Outdoor Mobility Scooters

The Building Blocks For Outdoor Mobility Scooters

Mobility scooters are designed to assist those who have difficulty walking with the tasks and opportunities associated with daily living. They can be designed for indoor or outdoor use, with some models being middle of the road and designed to accommodate both indoor and outdoor use. However, there are particular construction and user needs that have to be met in order for a mobility scooter to perform outdoors at optimum levels. A good portion of what is necessary for mobility scooters to be more effective and comfortable for the rider outdoors lies within the construction and design of the base unit.
Base units are the bodies of mobility scooters and are often referred to as a platform or base plate. Typically, base units consist of a frame constructed of aluminum, steel or composite materials with a composite or fiberglass floor to support the seat, feet, battery and tiller, also known as the steering column. Base units also include the mobility scooter’s drive train. The mobility scooter’s maneuverability and its suitability for indoor or outdoor use in large part depends upon the characteristics of the base unit such as its turning radius, the size of its wheelbase, its ground clearance, and its overall dimensions.

It is important to evaluate the base for safety features, including its overall stability. A scooter should not tip easily during sharp turns or while climbing a curb. Anti-tip wheels should be included as part of the frame to help support and stabilize the scooter. Most rear wheel drive mobility scooters are intended to negotiate more rugged terrain and are usually equipped with rear anti-tips to support the scooter on hills.


The drive train is a critical part of the base unit and provides either front or rear wheel drive for the mobility scooter.
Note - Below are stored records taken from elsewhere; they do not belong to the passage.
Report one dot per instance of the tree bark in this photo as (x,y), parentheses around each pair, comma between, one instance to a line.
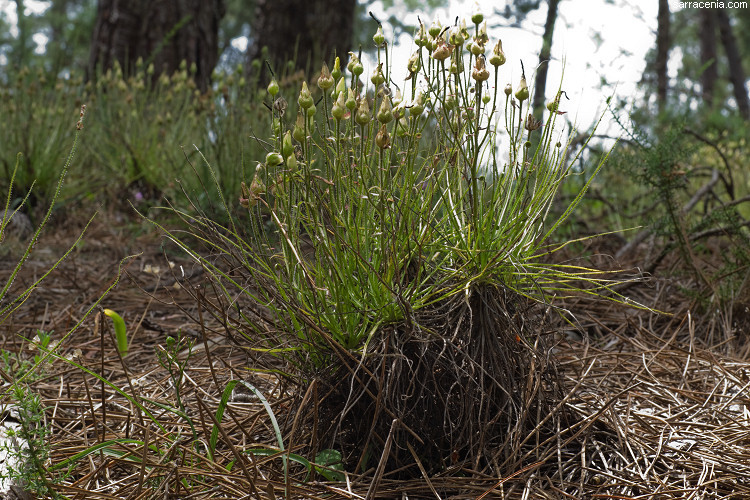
(305,32)
(708,55)
(662,54)
(540,83)
(736,72)
(161,32)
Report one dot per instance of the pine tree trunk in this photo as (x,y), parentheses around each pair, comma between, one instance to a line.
(708,55)
(540,83)
(736,72)
(305,32)
(159,31)
(662,53)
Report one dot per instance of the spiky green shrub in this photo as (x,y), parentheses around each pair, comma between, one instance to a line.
(389,252)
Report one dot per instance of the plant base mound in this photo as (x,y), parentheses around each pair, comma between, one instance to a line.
(469,383)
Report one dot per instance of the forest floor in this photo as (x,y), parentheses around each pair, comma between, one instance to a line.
(661,400)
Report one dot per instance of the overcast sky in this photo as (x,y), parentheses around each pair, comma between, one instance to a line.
(590,36)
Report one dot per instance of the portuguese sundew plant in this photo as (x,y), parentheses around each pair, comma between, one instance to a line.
(391,257)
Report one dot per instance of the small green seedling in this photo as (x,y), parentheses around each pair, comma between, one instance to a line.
(120,331)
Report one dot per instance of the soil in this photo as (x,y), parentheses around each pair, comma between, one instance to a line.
(661,399)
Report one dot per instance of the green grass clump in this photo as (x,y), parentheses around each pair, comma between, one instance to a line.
(388,244)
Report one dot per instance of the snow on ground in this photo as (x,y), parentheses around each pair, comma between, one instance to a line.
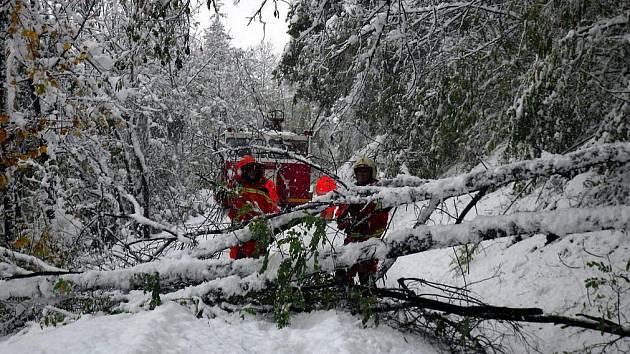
(171,328)
(502,273)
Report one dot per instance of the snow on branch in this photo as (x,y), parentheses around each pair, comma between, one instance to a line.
(185,270)
(473,181)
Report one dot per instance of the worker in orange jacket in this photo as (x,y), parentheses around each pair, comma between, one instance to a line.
(362,222)
(251,195)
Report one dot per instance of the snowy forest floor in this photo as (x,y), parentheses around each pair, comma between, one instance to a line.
(501,272)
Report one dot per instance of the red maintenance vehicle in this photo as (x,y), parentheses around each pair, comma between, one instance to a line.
(292,177)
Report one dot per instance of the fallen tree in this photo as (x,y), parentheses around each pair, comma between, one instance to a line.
(192,273)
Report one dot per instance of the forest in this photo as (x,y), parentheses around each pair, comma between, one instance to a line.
(499,130)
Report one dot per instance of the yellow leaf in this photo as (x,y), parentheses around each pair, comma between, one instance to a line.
(22,242)
(40,89)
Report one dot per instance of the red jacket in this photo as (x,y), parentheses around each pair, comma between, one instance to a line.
(251,200)
(246,201)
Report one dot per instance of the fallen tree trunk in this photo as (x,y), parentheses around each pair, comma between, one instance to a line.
(190,271)
(405,190)
(530,315)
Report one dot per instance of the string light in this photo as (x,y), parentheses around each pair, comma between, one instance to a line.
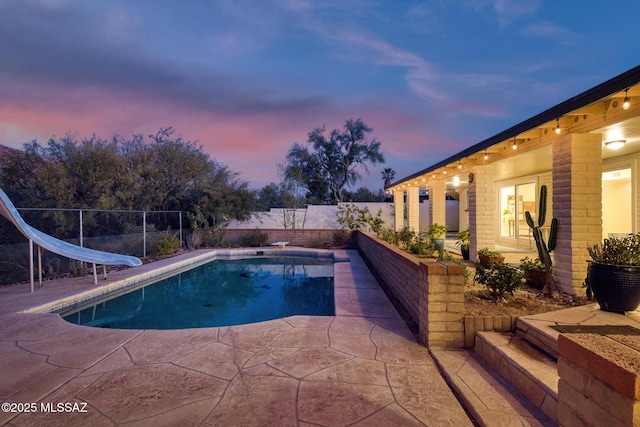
(626,103)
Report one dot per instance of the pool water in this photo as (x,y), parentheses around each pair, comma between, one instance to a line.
(220,293)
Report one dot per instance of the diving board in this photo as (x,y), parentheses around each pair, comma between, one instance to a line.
(60,247)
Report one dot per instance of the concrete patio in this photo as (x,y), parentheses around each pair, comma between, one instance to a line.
(360,367)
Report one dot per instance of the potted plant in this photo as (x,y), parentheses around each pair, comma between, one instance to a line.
(613,274)
(463,242)
(486,257)
(535,273)
(436,233)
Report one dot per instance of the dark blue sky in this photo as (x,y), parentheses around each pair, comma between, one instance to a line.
(247,79)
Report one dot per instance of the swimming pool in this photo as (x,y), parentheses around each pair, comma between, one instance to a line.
(220,293)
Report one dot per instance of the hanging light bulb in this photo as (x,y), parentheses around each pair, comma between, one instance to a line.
(626,104)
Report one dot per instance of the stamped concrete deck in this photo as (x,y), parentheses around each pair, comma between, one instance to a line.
(361,367)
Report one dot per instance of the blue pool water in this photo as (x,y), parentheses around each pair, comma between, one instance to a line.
(220,293)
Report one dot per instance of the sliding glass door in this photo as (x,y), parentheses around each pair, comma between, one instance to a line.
(515,200)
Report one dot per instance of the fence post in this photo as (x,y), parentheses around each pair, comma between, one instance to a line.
(180,219)
(144,234)
(81,233)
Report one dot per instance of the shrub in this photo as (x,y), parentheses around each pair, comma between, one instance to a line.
(617,251)
(168,243)
(528,264)
(422,247)
(352,217)
(405,237)
(255,238)
(341,237)
(194,240)
(499,279)
(389,236)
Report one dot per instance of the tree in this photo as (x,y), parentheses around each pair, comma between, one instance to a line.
(335,160)
(388,174)
(363,194)
(164,173)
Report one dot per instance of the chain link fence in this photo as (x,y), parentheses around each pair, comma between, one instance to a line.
(125,232)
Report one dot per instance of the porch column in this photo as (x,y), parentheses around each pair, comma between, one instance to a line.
(413,209)
(437,203)
(463,209)
(398,205)
(577,204)
(482,210)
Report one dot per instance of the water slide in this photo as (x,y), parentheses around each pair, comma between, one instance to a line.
(60,247)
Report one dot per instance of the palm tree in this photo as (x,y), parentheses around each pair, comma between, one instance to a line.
(388,174)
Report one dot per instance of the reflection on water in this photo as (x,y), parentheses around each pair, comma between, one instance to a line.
(221,293)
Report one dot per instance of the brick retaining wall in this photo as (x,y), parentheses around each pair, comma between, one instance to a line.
(298,237)
(431,292)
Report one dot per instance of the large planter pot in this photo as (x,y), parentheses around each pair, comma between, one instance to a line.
(616,288)
(487,260)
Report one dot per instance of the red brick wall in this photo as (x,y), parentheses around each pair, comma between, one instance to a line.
(300,237)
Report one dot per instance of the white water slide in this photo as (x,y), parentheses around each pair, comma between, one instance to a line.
(60,247)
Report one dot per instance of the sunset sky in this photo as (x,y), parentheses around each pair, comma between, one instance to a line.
(247,79)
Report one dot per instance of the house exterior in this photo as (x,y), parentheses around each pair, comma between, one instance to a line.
(586,150)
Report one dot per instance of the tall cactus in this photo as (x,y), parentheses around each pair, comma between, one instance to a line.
(544,248)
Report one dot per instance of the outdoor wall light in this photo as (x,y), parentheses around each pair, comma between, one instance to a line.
(615,145)
(626,103)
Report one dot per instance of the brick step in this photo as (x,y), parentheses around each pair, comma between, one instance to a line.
(488,398)
(537,330)
(531,371)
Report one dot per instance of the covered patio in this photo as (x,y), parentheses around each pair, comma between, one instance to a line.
(584,150)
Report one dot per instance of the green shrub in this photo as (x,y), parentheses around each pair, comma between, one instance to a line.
(422,247)
(255,238)
(341,237)
(499,279)
(389,236)
(617,251)
(168,243)
(405,237)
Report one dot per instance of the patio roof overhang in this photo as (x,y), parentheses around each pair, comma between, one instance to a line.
(597,100)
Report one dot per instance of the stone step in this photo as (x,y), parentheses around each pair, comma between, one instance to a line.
(488,398)
(531,371)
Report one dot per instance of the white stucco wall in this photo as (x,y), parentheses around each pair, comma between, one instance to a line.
(313,217)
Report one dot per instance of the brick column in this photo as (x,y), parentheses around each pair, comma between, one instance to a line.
(577,203)
(437,202)
(413,208)
(441,305)
(463,210)
(482,210)
(398,205)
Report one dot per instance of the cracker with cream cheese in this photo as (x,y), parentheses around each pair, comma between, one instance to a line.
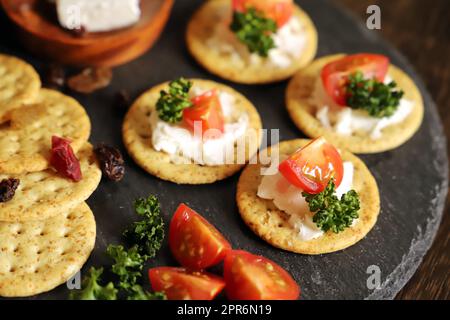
(271,224)
(19,84)
(303,112)
(202,27)
(137,137)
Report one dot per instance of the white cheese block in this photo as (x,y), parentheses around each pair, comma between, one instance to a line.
(98,15)
(289,199)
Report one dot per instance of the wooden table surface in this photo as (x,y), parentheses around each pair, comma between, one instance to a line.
(421,31)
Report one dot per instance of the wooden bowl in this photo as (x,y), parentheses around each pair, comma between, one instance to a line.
(41,33)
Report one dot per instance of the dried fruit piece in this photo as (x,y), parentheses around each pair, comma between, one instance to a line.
(111,162)
(90,79)
(55,78)
(64,160)
(8,189)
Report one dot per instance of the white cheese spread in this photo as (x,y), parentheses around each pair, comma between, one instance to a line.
(346,121)
(98,15)
(184,146)
(289,199)
(289,40)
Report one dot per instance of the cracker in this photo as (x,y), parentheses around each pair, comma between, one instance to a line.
(137,133)
(44,194)
(302,112)
(25,140)
(272,225)
(201,26)
(37,256)
(19,84)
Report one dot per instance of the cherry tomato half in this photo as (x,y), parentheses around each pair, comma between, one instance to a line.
(311,167)
(207,111)
(334,75)
(279,10)
(251,277)
(181,284)
(194,242)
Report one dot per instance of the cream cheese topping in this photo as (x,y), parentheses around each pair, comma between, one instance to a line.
(289,40)
(183,145)
(289,199)
(346,121)
(98,15)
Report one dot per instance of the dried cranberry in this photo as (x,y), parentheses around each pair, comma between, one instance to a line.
(8,189)
(55,77)
(64,160)
(111,162)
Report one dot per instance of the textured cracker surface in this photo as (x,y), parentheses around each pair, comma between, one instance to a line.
(25,140)
(201,27)
(44,194)
(19,84)
(272,224)
(302,112)
(137,139)
(37,256)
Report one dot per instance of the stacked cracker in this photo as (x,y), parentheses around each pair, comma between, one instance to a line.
(47,231)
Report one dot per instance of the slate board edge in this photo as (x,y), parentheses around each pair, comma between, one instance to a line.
(420,245)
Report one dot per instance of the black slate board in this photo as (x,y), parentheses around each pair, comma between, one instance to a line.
(412,179)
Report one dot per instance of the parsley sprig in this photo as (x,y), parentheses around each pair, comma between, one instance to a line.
(254,30)
(171,104)
(330,212)
(378,99)
(147,236)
Front-wheel drive is usually found on smaller scooters designed primarily to be used indoors or outdoors on flat, paved surfaces. The motor of the front wheel drive scooter is located over the front wheels and drives only those wheels. Because of the motor and wheel configuration, front wheel drive mobility scooters usually do not have chains or belts and are powered by smaller motors. The front wheels pull the weight of the rider and the scooter making them less capable of handling steep inclines, climbing curbs and managing rough terrain.

Rear wheel drive mobility scooters are powered by motors connected to the rear axle, either via a chain, a belt, a transaxle unit, or a combination of these components. Because the mobility scooter is driven by the rear wheels, they push the combined weight of the unit and the rider, rather than pull it like the front wheel drive models. The combined weight of the rider, the motor, and the batteries over the rear wheels, generally create better traction than that is usually provided by front-wheel drive models. The increased traction combined with the more powerful motors used on rear-wheel drive scooters results in better climbing ability. Rear-wheel-drive scooters also have a greater maximum speed, a longer traveling range between battery charges, and a larger rider weight capacity. These mobility scooters have a wider wheel base and a greater overall length, making some models less maneuverable and unsuitable for indoor use.